• cytotoxicity;
  • dendritic cells;
  • ifosfamide;
  • NK cells;
  • proliferation


Ifosfamide is a DNA-alkylating agent used frequently in chemotherapy of human malignancies. Ifosfamide and its major decomposition products deplete intracellular glutathione (GSH). Glutathione is the major intracellular thiol reductant that protects cells against oxidative injury. Ifosfamide depletion of intracellular GSH in human dendritic cells (DC), T cells and natural killer (NK) cells impairs their functional activity which can be restored by reconstituting GSH. Here we assessed the effect of ifosfamide on DC-mediated stimulation of NK cell proliferation via T cells and on direct DC stimulation of NK cell cytotoxicity and interferon (IFN)-γ production.

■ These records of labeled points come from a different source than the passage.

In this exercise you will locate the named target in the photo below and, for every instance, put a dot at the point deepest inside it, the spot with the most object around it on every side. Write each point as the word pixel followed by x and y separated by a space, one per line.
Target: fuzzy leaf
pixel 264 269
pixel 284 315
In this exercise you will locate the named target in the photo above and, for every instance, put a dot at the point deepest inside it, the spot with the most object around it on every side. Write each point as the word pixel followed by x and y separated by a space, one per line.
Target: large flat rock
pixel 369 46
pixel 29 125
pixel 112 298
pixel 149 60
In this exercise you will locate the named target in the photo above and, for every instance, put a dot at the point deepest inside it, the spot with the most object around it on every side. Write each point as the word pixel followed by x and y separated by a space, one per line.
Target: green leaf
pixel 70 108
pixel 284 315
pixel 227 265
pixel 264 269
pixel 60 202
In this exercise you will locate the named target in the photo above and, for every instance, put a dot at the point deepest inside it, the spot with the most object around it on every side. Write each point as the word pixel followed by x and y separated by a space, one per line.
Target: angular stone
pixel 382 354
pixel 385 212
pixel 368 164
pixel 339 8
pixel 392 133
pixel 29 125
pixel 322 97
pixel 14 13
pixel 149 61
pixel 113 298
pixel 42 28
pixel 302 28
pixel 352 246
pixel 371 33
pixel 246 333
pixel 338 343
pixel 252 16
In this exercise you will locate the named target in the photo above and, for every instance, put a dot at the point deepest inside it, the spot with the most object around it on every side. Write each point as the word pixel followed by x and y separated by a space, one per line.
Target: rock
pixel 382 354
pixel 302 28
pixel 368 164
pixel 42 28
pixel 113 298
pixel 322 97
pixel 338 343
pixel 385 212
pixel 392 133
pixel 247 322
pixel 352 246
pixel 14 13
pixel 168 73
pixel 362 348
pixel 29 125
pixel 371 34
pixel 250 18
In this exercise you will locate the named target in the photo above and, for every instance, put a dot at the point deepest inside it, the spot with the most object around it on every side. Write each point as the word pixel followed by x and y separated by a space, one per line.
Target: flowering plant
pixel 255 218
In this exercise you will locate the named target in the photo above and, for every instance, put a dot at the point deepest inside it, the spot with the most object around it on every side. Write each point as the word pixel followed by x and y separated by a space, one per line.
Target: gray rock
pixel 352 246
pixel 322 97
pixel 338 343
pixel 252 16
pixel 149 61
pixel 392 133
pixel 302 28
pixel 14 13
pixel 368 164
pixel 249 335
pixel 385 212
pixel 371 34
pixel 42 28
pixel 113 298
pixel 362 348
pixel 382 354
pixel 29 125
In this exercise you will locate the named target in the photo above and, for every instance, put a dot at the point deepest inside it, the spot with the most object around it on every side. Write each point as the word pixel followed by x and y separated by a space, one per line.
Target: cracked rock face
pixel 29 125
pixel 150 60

Indirect DC stimulation of NK cell proliferation via T cells and T cell-derived interleukin (IL)-2 were reduced by ifosfamide treatment of DC and reconstitution of GSH in DC restored both responses. When DC and NK cells were treated with ifosfamide, DC could overcome the negative effect of ifosfamide on NK cytotoxic function whereas NK cell IFN-γ production was less efficiently restored. The ability of IL-2 activated NK cells to kill autologous immature DC or to induce DC maturation was reduced moderately by treatment of both cell types with ifosfamide. Overall, our results suggest that DC may stimulate anti-tumour effector cells in patients even if they had received treatment with chemotherapeutic agents such as ifosfamide.